La bella medaglia d’oro al Valore Civile, dallo sgargiante nastro tricolore, fu rilasciata a noi familiari tutti presenti a Roma e conferita (postuma) per i meriti riconosciuti al nonno. Forse non tutti sanno che Gino Bartali, oltre che a centinaia di ebrei e perseguitati politici destinati ai rastrellamenti nazifascisti,

salvò un gruppo di quaranta inglesi, rifugiati a Villa La Selva.

La villa era sopra Ponte a Ema, zona ancora sotto controllo dei nazisti. Gino collaborò con i partigiani che lo contattarono chiedendogli di vestire l’uniforme militare fascista e portare in salvo il gruppo oltre le linee partigiane: “Mi raccomando Gino, se ti scoprono di’ che li hai catturati te!”. Così il nonno uscì dalla villa al seguito degli inglesi disposti in fila indiana, facendo finta di essere un generale a cui spettava il compito di trasportare i prigionieri. Che gran coraggio.

Pochi attimi per prendere delle “scelte impossibili”.

Primo Staderini è stato mio nonno materno. Ci ha lasciati nel 2002. Lui, a differenza di Gino, non esitò a parlarmi della guerra, benché fossi ancora adolescente. Classe 1925, fu arruolato militare nel 1943 a 18 anni. Mi narrò storie inquietanti. Senza scomporsi dalla poltrona, con la sua estrema calma mi mostrò alcuni libri di Storia dalla copertina blu. Parlavano di guerra e di violenze, e lui li custodiva preziosamente come vecchi compagni di un cammino drammatico. Fu catturato durante un rastrellamento.

Fu caricato sul treno per Mauthausen, lager nazista.

Erano già a casale Monferrato, provincia di Alessandria, quando Primo saltò giù dal treno e scappo’ tra i campi. Mi raccontò che per paura di essere ritrovato dai nazisti si rifugiò nelle fognature per tre giorni e tre notti. Senza cibo e tra gli squittii dei topi. Uscì sfinito dalla sete e dalla fame. Lungo la strada si imbatté in una cartomante che gli predisse che non sarebbe mai più tornato a casa. Lui si intestardì: “Chi io? Non tornare più a casa?”

Dal Piemonte torno’ a Figline Valdarno a piedi.

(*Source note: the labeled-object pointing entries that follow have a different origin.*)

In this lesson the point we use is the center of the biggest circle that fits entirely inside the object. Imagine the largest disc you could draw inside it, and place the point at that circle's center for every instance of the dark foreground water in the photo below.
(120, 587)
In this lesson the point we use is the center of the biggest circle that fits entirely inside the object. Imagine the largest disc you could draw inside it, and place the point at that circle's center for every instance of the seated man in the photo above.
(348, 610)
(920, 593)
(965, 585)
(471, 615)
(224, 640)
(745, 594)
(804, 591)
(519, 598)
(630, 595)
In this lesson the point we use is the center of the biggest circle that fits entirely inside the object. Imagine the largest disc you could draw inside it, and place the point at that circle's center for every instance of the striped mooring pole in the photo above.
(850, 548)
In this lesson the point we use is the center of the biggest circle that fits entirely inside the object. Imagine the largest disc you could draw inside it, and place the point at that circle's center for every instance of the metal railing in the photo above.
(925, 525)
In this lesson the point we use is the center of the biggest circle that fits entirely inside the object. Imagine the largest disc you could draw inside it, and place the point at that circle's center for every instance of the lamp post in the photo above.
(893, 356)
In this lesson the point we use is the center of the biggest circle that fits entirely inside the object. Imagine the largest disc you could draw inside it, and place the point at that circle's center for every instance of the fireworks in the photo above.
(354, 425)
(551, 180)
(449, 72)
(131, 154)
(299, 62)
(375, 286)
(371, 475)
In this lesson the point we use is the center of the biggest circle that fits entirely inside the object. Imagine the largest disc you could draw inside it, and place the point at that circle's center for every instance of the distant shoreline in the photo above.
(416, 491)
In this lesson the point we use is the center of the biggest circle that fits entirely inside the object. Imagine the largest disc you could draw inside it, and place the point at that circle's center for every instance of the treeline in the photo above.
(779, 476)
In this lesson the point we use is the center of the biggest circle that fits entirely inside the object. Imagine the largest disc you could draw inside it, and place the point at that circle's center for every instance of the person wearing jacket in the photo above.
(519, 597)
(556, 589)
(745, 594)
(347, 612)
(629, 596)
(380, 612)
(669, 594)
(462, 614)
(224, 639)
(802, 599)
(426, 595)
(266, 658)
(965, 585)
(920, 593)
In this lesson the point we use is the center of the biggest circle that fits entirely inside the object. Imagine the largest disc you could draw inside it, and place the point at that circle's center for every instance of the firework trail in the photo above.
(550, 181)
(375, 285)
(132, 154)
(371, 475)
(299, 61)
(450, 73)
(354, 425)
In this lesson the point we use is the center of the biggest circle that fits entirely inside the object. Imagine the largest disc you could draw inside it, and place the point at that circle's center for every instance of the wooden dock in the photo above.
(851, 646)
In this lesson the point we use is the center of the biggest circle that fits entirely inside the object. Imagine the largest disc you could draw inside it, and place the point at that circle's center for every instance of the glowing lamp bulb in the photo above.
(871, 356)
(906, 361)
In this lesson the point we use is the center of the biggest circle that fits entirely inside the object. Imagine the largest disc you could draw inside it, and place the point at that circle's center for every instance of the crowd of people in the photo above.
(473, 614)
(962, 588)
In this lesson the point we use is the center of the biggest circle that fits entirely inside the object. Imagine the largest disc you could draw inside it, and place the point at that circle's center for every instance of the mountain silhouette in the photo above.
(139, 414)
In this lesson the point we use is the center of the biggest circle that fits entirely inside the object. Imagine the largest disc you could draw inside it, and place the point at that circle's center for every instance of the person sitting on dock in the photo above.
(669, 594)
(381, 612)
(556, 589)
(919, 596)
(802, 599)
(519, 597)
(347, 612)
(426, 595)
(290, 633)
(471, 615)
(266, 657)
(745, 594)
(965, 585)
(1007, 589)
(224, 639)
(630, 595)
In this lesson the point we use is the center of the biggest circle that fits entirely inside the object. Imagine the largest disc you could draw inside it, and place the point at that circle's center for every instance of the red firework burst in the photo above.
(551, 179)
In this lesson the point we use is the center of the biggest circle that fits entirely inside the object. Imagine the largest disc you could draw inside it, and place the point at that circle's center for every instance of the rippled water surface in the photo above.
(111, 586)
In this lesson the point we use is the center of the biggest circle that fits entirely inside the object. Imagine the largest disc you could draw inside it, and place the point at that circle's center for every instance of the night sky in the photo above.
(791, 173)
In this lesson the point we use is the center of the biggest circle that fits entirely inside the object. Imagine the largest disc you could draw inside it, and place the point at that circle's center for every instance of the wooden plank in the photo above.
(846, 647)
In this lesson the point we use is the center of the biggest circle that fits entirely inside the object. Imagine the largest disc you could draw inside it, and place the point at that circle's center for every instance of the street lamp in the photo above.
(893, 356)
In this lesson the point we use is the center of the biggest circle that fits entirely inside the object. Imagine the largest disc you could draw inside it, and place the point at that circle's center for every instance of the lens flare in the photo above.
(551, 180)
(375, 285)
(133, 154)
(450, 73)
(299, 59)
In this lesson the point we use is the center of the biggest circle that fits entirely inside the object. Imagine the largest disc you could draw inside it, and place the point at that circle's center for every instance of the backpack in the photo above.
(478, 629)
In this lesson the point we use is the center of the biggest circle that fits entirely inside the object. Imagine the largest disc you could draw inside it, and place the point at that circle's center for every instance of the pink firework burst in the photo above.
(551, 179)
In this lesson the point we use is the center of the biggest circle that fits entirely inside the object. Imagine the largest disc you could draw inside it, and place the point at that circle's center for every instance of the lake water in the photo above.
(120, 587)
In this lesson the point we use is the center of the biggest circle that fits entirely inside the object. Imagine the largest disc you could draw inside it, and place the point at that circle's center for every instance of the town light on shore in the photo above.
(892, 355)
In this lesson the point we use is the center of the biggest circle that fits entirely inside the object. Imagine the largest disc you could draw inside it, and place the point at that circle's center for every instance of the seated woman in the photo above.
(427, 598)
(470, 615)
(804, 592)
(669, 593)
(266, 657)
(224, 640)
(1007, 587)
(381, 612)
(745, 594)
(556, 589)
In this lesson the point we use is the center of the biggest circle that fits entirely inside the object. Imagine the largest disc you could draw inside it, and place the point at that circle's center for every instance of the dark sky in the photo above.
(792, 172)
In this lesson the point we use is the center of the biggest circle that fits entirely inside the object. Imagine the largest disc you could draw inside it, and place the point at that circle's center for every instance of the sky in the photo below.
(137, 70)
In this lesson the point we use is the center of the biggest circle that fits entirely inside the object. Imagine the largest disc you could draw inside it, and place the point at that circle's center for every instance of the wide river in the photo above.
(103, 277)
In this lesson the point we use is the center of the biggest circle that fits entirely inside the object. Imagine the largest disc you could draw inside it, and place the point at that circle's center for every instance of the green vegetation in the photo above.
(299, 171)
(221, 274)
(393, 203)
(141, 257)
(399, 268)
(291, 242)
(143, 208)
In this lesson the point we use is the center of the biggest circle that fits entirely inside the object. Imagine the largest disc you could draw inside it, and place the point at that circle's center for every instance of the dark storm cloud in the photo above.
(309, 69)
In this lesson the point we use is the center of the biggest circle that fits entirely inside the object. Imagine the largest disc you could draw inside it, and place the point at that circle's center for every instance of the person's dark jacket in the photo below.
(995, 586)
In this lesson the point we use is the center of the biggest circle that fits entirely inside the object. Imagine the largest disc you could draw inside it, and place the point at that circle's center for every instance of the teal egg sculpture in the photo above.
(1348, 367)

La barba lunga, magro e dai vestiti lerci. Anche i parenti a stento lo riconobbero, ma lui tornò. La Festa della Liberazione è anche la festa dei miei nonni, che hanno vissuto la guerra con i suoi tanti tormenti. Attimi di panico e di violenza. E’ la festa di quelli che ce l’hanno fatta a salvarsi. Di quelli che hanno rischiato la loro vita per salvare gli altri, amici e sconosciuti. E’ la festa di chi ha dato la vita per salvare un’Italia vittima di agonia e ingiustizie.

Sono passati settantadue anni. Ai giovani può sembrare storia di un’ Italia remota, ma le guerre sono ancora oggi sotto i nostri occhi. Non dimentichiamo le difficoltà subite dai nostri nonni. I danni che le guerre provocano, vinte o perse. Non dimentichiamo di provare gioia nelle piccole cose: una casa, una famiglia, il pane in tavola, la luce del sole, la libertà di essere ciò che siamo.